2013年9月9日月曜日

これでは市民の理解、合意はえられません 「ごみゼロ社会の実現」めざす精神はどこに

 市は815日の「広報ひの」、「ごみ広域処理」計画の説明会で参加者から出された市民の意見に対する「市の考え」を示しました。

「広域化のメリット」として「コスト削減」「エネルギーの有効利用」「環境負荷の低減」などをあげています。

しかし、これらはごみ処理を広域化し、大型施設を建設して焼却することを推進する政府の言い分や、大手焼却炉メーカーの宣伝をうのみにしたものです。


 ほんとうに市民の理解や納得を得ようとするならば、2000年に実施した日野市の「ごみ改革」の精神に照らして説明する必要があります。

それがまったくみられないのが、「広報ひの」に掲載された記事の特徴です。

2000年の「ごみ改革」では、それに先立ち、市民参加で「日野市環境基本計画」(1999年)をつくり、「ごみゼロ社会の実現」めざす改革の理念と政策を明確にしました。

この理念と政策を支持したからこそ、市民は、ごみ減量政策に協力し、成果をあげてきたのではないでしょうか。

●「市民参画」の精神は・・・
 
 「ごみ処理広域化」計画は、東京都、小金井市、国分寺市などとの「密室協議」でまとめられました。

しかも、日頃から様々な迷惑をかけている地元住民の合意を得ることなく、三月には、三市間で「覚え書き」を締結、環境省に「計画書」を提出してしまいました。

このことで行政への地元住民の信頼は完全に失われました。

2000年の「ごみ改革」で示された「市民参画」の精神はどこにいったのでしょうか。

●高度の排ガス処理で大丈夫というが・・・
  
  市は、広域処理で排ガス量は増加するが、「厳しい排ガス基準の設定」「高度な排ガス設備の導入」「(煙突からの)拡散により数十万分の一に希釈」などで心配がないと言っています。
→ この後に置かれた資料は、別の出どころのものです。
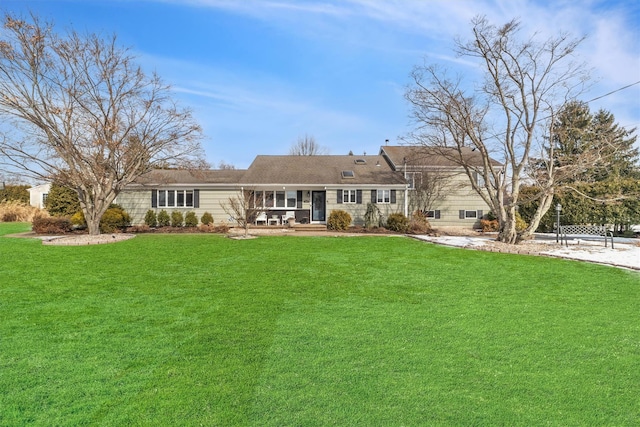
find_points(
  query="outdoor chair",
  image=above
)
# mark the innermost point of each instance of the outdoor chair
(262, 217)
(287, 216)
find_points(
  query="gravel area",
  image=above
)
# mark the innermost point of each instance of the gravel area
(85, 239)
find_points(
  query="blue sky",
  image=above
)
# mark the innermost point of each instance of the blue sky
(259, 74)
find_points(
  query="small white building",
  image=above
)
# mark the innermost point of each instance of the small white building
(38, 195)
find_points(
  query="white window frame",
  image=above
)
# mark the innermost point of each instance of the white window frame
(169, 198)
(383, 196)
(275, 199)
(470, 214)
(412, 178)
(349, 196)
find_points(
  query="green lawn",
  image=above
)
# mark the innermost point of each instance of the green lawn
(196, 330)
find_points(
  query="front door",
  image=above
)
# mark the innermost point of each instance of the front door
(318, 206)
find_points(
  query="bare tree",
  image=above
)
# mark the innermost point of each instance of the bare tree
(83, 113)
(430, 187)
(243, 208)
(508, 117)
(307, 146)
(222, 165)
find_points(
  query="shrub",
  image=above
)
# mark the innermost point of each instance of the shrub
(398, 222)
(177, 219)
(139, 229)
(115, 218)
(222, 228)
(14, 211)
(206, 219)
(419, 223)
(190, 219)
(78, 220)
(164, 220)
(150, 218)
(339, 220)
(62, 201)
(51, 225)
(15, 193)
(489, 225)
(372, 217)
(521, 224)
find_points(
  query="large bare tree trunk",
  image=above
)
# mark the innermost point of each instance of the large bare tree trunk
(500, 129)
(85, 115)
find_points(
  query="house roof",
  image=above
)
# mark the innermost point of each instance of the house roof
(197, 176)
(416, 155)
(321, 170)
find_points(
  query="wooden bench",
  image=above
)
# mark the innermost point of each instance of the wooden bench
(585, 230)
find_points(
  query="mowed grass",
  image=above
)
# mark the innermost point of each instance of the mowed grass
(193, 330)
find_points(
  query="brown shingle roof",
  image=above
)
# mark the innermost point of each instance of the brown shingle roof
(320, 170)
(431, 156)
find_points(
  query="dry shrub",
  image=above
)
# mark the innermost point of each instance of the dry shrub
(144, 228)
(17, 211)
(419, 224)
(489, 225)
(51, 225)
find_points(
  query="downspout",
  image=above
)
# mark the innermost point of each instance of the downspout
(406, 189)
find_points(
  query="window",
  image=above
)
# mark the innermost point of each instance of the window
(384, 196)
(291, 199)
(174, 199)
(349, 196)
(283, 199)
(258, 199)
(435, 214)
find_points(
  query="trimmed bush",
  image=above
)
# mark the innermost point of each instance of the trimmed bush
(51, 225)
(206, 219)
(15, 193)
(419, 224)
(373, 216)
(164, 220)
(398, 222)
(62, 201)
(177, 219)
(339, 220)
(489, 225)
(78, 220)
(115, 218)
(17, 211)
(521, 224)
(190, 219)
(150, 218)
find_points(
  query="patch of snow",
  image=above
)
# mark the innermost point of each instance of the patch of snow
(624, 255)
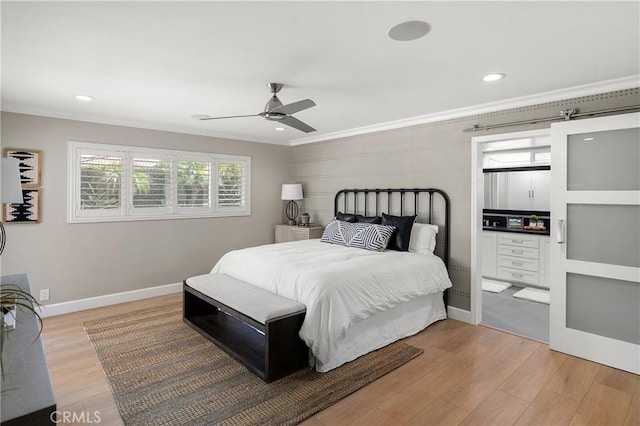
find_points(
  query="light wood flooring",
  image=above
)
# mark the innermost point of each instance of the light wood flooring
(469, 375)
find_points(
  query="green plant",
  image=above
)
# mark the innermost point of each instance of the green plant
(12, 296)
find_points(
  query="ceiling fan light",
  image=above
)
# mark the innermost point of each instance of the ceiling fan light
(410, 30)
(493, 77)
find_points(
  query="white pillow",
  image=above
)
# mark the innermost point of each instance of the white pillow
(423, 238)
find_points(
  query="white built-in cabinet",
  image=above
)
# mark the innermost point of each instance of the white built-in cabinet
(515, 257)
(521, 190)
(530, 190)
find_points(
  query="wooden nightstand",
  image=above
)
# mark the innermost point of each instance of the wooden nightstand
(285, 233)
しかし、ごみの組成は複雑化し、焼却で生成される有害物質はさらに複雑多様です。

「日野市環境基本計画」では「利用されている化学物質は10万~20万におよぶが、汚染の測定データもなく、汚染実態さえ解明されていない」と焼却処理のリスクの大きさを指摘し、焼却による減量ではなく、「資源化率90%をめざすごみゼロ社会の実現」を掲げました。

だから「日野市環境基本計画」は、国が補助金がらみで「大型高温24時間連続焼却炉」の建設を推進していることや、「エネルギーの有効理由」を口実にしてごみ焼却熱を利用した発電等を資源循環の理念に反すると明確に批判していました。
 

●大型焼却炉の建設で自治体や消費者の負担は軽くなるか・・・
 
 大型焼却炉や高度排ガス処理施設に巨額の税金を投入し、大量のごみが焼却できるシステムをつくることは環境だけでなく、コストを考えても問題です。

「日野市環境基本計画」は、生産→流通→消費→廃棄物処理の流れの中で、上流側の生産・流通段階での「発生回避」こそが決定的であり、「コストも少なくてすむ」と指摘しました。

 国は、上流側の生産・流通事業者の責任をあいまいにし、ごみ処理費用の負担を末端の自治体と消費者に押しつける政策をすすめています。補助金などで広域処理・大型処理施設建設を推進・誘導しているのも、そのためです。